"One of the things that quickly became obvious when I began working as an athletic trainer and yoga teacher is that most athletes place a disproportionate emphasis on "opening the hips" by practicing stretches for the hip flexors. But what most everyone overlooks is practicing the equally critical hip flexor strengthening exercises for these overstretched muscles. Research indicates that practicing hip flexor strengthening exercises could reduce the likelihood of injury and improve athletic performance fo r runners."
"When the hip flexors are weak, your body needs to compensate by overworking other supportive muscles. Additionally, weak hip flexors can cause alignment problems in the hips and knees, and change the way your body has to move. These altered mechanics can cause muscle and joint aches, strains, and pain. For example, weak hip flexors have been shown to contribute to back, hip, and knee pain"

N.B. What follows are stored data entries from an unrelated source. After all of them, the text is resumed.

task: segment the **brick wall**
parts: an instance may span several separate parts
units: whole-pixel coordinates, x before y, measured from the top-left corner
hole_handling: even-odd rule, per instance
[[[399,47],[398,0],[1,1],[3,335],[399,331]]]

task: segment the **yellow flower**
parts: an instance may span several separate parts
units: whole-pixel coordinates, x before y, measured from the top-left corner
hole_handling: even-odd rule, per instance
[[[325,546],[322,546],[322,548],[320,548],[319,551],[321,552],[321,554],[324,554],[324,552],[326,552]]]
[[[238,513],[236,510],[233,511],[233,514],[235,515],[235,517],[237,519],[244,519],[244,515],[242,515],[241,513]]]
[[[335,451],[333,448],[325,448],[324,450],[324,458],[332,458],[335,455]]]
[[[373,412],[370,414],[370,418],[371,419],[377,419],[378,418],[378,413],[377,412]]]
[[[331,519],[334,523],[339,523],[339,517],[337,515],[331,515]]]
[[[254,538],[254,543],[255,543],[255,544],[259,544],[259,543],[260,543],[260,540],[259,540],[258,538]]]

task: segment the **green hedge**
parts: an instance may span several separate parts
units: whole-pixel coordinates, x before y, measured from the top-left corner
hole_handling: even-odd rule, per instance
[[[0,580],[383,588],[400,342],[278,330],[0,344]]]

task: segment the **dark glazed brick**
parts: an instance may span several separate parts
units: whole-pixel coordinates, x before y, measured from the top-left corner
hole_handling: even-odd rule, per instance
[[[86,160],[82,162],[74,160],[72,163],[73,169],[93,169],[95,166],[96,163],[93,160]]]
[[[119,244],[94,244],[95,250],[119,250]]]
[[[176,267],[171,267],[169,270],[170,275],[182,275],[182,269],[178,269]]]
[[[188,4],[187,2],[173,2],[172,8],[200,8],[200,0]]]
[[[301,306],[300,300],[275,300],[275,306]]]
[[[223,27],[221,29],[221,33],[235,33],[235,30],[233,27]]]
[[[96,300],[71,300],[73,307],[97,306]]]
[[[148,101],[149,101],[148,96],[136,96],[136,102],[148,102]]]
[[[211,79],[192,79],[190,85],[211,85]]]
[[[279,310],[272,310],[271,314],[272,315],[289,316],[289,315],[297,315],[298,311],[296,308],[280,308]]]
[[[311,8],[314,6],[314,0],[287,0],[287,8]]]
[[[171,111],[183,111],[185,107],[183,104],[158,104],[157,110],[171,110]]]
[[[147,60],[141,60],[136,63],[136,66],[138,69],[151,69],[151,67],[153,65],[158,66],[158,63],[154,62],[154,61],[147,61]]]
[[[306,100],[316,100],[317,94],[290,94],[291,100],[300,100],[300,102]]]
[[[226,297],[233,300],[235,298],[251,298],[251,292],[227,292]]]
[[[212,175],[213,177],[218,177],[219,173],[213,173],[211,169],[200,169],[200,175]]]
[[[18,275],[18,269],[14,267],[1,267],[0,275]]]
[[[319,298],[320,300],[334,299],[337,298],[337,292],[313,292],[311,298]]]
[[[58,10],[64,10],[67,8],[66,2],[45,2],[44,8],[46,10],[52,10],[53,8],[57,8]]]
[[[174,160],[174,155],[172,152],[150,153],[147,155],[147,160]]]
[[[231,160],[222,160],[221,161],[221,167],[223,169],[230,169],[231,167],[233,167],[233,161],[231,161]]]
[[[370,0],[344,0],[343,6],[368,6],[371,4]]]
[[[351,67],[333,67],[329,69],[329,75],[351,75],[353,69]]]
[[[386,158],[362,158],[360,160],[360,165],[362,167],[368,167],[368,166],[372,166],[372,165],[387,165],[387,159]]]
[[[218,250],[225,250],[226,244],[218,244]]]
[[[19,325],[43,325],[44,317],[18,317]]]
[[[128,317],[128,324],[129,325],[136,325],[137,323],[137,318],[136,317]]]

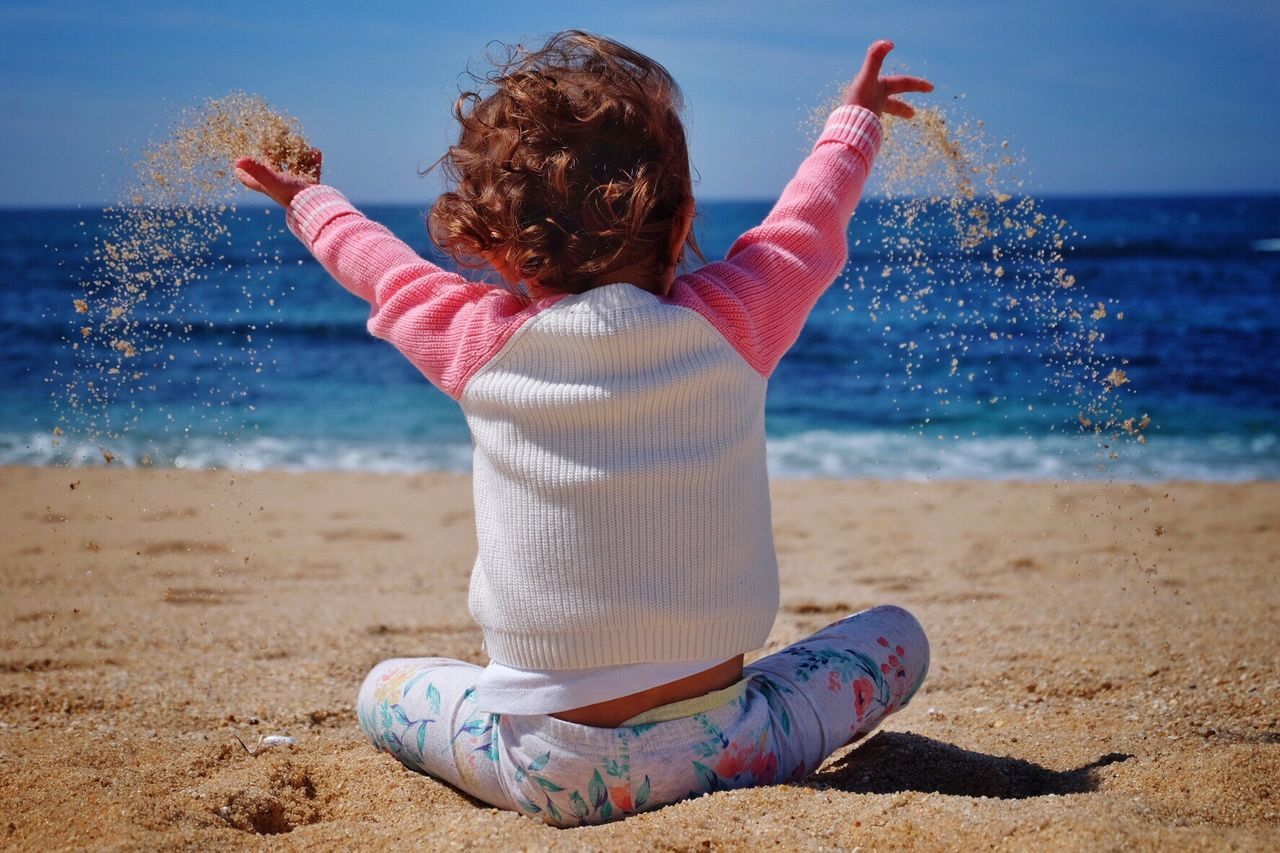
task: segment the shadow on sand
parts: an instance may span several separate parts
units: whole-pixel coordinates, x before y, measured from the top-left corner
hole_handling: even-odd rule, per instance
[[[1108,753],[1074,770],[1050,770],[999,755],[971,752],[910,732],[881,732],[808,784],[855,794],[902,791],[1021,800],[1046,794],[1081,794],[1097,788],[1097,770],[1132,755]]]

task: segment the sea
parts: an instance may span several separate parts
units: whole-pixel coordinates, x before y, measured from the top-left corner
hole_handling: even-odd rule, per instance
[[[1037,204],[1078,232],[1064,260],[1072,298],[1106,306],[1092,361],[1055,350],[1050,319],[1001,308],[1004,285],[990,275],[936,282],[925,298],[938,310],[914,300],[896,310],[881,272],[890,208],[866,199],[845,273],[770,381],[773,475],[1280,477],[1280,196]],[[703,253],[723,257],[769,207],[702,204]],[[422,207],[363,209],[447,265]],[[101,275],[93,252],[105,224],[89,208],[0,210],[0,464],[469,469],[457,405],[369,336],[367,306],[285,231],[278,209],[240,207],[203,277],[137,309],[127,358],[98,327],[82,334],[91,318],[75,308]],[[925,265],[954,251],[940,238]],[[968,313],[955,311],[965,300]],[[981,334],[967,335],[974,317]],[[956,348],[957,334],[972,345]],[[1064,380],[1064,363],[1080,375]],[[1128,382],[1111,393],[1150,419],[1143,442],[1082,424],[1079,393],[1097,390],[1099,363],[1122,367]]]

Most athletes overemphasize hip flexor stretching while neglecting hip flexor strengthening, creating muscle imbalance. The hip flexors, primarily the psoas major and iliacus (iliopsoas), with assistance from rectus femoris, sartorius, and pectineus, flex the leg at the hip for walking, running, climbing, and everyday movements. Weak hip flexors force compensations by other muscles, alter hip and knee alignment, and change movement mechanics. Altered mechanics increase risk of aches, strains, and pain, and weak hip flexors have been linked to back, hip, and knee pain. Strengthening hip flexors can reduce injury likelihood, improve running performance, and slow mobility decline with aging.